Bellet, Pierre, Daniel, publiciste français, né à Saint-Julien-de-l’Escap (Charente-Inférieure) le 30 juillet 1864*, décédé à Maisons-Laffitte le 11 octobre 1917.
Membre de très nombreuses sociétés savantes, auteur d’un premier volume publié chez Alcan et intitulé Les Grands ports maritimes de commerce, Bellet, avant l’Affaire, collaborait aussi à de nombreuses revues : La Nature, Le Journal de la jeunesse, Les Annales économiques, Le Magazine français illustré, Le Magasin pittoresque, Le Musée des familles, Le Génie civil, Le Journal de l’agriculture, La Vie scientifique, la Revue universelle des inventions nouvelles, Le Génie moderne, Le Journal des voyages, L’Économie française, Le Moniteur maritime, La Science illustrée, La Souveraineté nationale, Le Journal des économistes, etc. C’est en donnant pour titre sa collaboration à cette dernière publication qu’après la seconde condamnation de Dreyfus, il avait écrit au colonel Jouaust pour lui dire qu’il « serai[t] très obligé à Monsieur le président du conseil de guerre de vouloir bien transmettre [s]es hommages aux deux, officiers ayant voté l’acquittement » (« L’affaire Dreyfus », Le Siècle, 7 octobre 1899). Auparavant, il avait écrit à Lucie Dreyfus à trois reprises : en septembre 1898, au lendemain de la mort d’Henry, pour lui dire son soutien et lui faire savoir qu’il était de ces « cœurs [qui] battent des mêmes angoisses que votre cœur meurtri » (5 septembre 1898). Puis à nouveau au début de février 1899, au lendemain de la discussion à la Chambre de la loi de dessaisissement :
La France tient décidément à se déshonorer complètement, et elle applaudit ce Président de la République, ce Président du Conseil, ce soi-disant Ministre de la Justice qui la font descendre dans la boue, pour cacher leur participation au moins passive dans le crime le plus honteux qu’on puisse imaginer.

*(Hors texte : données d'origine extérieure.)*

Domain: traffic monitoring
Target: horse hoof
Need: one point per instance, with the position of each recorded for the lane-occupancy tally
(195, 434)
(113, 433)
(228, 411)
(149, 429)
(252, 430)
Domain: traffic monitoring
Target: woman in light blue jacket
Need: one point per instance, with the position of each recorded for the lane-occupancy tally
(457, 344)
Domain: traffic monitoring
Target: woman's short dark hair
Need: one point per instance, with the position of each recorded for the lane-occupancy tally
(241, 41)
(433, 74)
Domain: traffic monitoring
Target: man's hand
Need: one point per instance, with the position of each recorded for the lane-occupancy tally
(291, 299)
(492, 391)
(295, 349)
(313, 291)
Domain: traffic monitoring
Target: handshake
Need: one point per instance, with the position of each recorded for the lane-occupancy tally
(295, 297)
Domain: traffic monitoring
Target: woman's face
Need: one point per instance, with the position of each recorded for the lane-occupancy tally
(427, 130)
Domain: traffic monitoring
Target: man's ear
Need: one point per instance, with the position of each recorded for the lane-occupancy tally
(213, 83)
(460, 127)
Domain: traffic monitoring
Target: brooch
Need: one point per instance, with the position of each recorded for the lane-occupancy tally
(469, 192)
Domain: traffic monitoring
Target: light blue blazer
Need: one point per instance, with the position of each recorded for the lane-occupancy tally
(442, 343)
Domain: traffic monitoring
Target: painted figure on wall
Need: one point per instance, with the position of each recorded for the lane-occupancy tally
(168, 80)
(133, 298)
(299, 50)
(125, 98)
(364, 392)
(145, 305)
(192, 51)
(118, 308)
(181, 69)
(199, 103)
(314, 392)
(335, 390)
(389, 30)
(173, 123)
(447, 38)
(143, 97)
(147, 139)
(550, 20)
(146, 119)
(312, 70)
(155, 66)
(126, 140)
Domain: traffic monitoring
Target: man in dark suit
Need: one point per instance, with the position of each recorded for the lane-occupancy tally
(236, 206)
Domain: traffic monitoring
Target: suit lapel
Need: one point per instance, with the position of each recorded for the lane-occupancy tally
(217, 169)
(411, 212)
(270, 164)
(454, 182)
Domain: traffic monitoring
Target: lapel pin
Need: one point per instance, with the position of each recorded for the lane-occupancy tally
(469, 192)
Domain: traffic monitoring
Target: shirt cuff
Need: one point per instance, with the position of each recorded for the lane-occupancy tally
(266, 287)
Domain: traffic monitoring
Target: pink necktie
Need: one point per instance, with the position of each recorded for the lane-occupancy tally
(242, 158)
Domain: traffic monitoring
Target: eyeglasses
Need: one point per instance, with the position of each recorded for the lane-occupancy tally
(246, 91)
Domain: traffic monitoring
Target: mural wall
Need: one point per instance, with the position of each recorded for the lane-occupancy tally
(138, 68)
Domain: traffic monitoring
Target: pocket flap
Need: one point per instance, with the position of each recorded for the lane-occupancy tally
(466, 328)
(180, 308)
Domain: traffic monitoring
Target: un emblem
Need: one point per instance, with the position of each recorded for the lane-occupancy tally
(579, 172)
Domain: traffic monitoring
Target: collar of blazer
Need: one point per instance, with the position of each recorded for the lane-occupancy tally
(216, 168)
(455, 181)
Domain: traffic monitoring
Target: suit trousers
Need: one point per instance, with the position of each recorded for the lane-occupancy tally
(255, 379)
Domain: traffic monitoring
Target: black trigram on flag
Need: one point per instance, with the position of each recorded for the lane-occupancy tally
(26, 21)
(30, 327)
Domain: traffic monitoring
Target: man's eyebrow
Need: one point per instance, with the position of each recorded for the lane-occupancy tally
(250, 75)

J’éprouve une joie âpre à voir avec quelle justice vengeresse on juge au dehors ces hommes néfastes et la lâcheté de mes compatriotes mais ce n’est point tout cela qui vous rend le pauvre martyr dont je viens de lire les lettres.
Que pouvons-nous, au milieu de cette tourbe de gens sans aucun sens de ce qui est droit ni de ce qui est inique ? Et, me désespérant dans mon impuissance, c’est un soulagement pour moi et pour ma femme que de vous dire que nous souffrons avec vous. (13 février 1899).
Et enfin, en septembre suivant, au lendemain du verdict de Rennes : « Honnêtes gens indignés nouvelle monstrueuse iniquité abandonneront pas lutte » (9 septembre 1899).
Nous n’avons guère retrouvé dans ses articles – la vulgarisation scientifique s’y prêtant peu – de mentions de l’Affaire, à l’exception toutefois, dans Le Journal des économistes d’octobre 1899, de ce petit paragraphe à l’ironie mordante donné en introduction au compte rendu de l’ouvrage de Persifor Frazer intitulé : Des Faux en écriture et de l’écriture. Méthode scientifique nouvelle d’analyse et d’examen (Guillaumin et Cie) :
Nous ne sommes plus heureusement à l’époque où un juge osait dire, sans doute pour faire comprendre la puissance plutôt que la majesté de la justice : « donnez-moi deux lignes de l’écriture d’un homme et je me charge de le faire pendre ». Les temps ont marché depuis lors, la Révolution, la grande Révolution et ses immortels principes sont passés par là, ils sont même si bien passés, qu’on les perd quelque peu de vue. Et certains de nos tribunaux, faisant mieux que leurs devanciers, condamnent un homme sur deux lignes (ou même davantage) d’une écriture qui n’est pas la sienne, qui est reconnue par la plus haute juridiction civile et militaire de notre pays comme étant celle d’un autre. On conviendra qu’en semblable occurrence une méthode nouvelle et scientifique d’analyse et d’examen de l’écriture doit être la bienvenue de tout le monde, surtout si elle permet aux juges de s’instruire sur la manière d’attribuer scientifiquement aux gens gênants l’écriture de leur voisin. (« Comptes rendus »).
Par la suite, Bellet publiera de nombreux ouvrages, collaborera plus que jamais à une impressionnante multitude de titres de presse et enseignera à l’École des sciences politiques, à l’École des hautes études commerciales, à l’École commerciale de la rive gauche et aux Écoles normales de Versailles.
Sources et bibliographie : on consultera aussi son dossier de la Légion d’honneur sous la cote : LH/171/37. Ses lettres à Lucie sont conservées au Musée de Bretagne (la deuxième est du 13 et non 18 comme le dit la notice).